Anti Trombotik Pada gagal jantung kronik yang disertai fibrilasi atrium, riwayat fenomena tromboemboli, bukti adanya trombus yang mobil, pemakaian antikoagulan sangat dianjurkan.

Pada gagal jantung kronik dengan penyakit jantung koroner, dianjurkan pemakaian antiplatelet. Aspirin harus dihindari pada perawatan rumah sakit berulang dengan gagal jantung yang memburuk.

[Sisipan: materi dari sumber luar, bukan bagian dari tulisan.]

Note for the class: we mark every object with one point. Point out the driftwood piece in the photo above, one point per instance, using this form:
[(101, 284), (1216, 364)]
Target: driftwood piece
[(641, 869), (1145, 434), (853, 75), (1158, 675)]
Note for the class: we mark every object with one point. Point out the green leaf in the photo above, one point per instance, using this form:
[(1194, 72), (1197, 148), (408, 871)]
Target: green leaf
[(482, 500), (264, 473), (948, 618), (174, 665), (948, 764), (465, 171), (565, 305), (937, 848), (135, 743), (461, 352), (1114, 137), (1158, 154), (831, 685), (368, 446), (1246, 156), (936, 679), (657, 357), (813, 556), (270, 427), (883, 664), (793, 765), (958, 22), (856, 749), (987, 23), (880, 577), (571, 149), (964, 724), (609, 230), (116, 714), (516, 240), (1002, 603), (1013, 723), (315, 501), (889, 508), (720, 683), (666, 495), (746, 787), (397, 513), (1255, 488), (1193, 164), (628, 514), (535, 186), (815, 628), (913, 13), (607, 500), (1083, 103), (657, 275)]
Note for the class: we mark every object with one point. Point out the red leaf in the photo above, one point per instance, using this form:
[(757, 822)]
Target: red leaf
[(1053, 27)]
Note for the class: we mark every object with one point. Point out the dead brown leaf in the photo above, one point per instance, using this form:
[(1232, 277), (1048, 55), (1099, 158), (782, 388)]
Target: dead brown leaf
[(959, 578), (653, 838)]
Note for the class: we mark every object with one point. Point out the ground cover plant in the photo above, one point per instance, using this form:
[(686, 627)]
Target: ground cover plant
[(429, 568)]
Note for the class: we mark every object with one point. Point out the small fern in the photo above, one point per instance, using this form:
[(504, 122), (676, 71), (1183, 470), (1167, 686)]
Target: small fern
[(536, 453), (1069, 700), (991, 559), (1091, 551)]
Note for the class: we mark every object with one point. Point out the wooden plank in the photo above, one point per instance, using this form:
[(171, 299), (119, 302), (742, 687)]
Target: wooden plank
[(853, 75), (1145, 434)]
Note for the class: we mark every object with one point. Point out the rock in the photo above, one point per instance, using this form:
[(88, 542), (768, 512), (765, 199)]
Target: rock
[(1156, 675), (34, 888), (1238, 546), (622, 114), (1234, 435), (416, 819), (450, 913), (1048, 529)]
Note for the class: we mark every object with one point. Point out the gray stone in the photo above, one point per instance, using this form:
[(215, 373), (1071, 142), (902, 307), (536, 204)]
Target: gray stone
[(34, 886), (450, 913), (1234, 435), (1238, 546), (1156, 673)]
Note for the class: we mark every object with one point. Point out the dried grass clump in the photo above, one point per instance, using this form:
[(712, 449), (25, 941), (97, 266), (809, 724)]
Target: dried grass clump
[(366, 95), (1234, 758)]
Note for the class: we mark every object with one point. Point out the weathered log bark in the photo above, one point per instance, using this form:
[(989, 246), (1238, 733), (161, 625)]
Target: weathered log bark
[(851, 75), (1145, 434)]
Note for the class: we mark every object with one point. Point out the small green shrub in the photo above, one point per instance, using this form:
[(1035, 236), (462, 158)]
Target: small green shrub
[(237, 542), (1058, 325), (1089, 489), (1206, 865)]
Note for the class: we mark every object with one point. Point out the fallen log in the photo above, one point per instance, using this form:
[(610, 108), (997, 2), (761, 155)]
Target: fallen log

Asupan Cairan Menurut sebuah penelitian pada tahun 2009, tampaknya tidak ada bukti manfaat restriksi cairan pada pasien dengan klinis gagal jantung apabila mereka dinyatakan menerima perawatan

farmakologi yang optimal. Tinjauan sama menyarankan bahwa dokter masih memilih untuk membatasi asupan cairan untuk pasien dengan gagal jantung harus mempertimbangkan kebutuhan cairan individual, yang biasanyaberdasarkan berat badan pasien, asupan natrium, dan kemungkinan kepatuhan. Secara teoritis, pasien dengan CHF memiliki kemampuan berkurang untuk mengeluarkan beban air bebas. Hiponatremia sering berkembang pada gagal jantung dekompensasi karena efek dari kelebihan hormon neuroendokrin yang beredar pada sirkulasi. Ketika diaktivasikannya sumbu renin-angiotensin-aldosteron karena perfusi ginjal menurun, menyebabkan retensi natrium dan air, aktivasi peptida natriuretik atrium karena meregangkan atrium akibat ekskresi natrium, dan aktivasi hormon antidiuretik karena baroreseptor perifer yang menyebabkan hipotensi serta akibat pengaktifan sistem saraf simpatik yang mengakibatkan retensi air saja, sehingga terjadi ketidakseimbangan retensi air retensi air tidak proporsional lebih dari retensi natrium. Tingkat keparahan hiponatremia dalam suatu episode gagal jantung dekompensasi bisa memprediksi tingkat kematian. Umumnya asupan air harus dibatasi sampai 1,5 L sehari-hari atau kurang pada pasien dengan hiponatremia , meskipun restriksi cairan mungkin bermanfaat dalam pengurangan gejala apapun.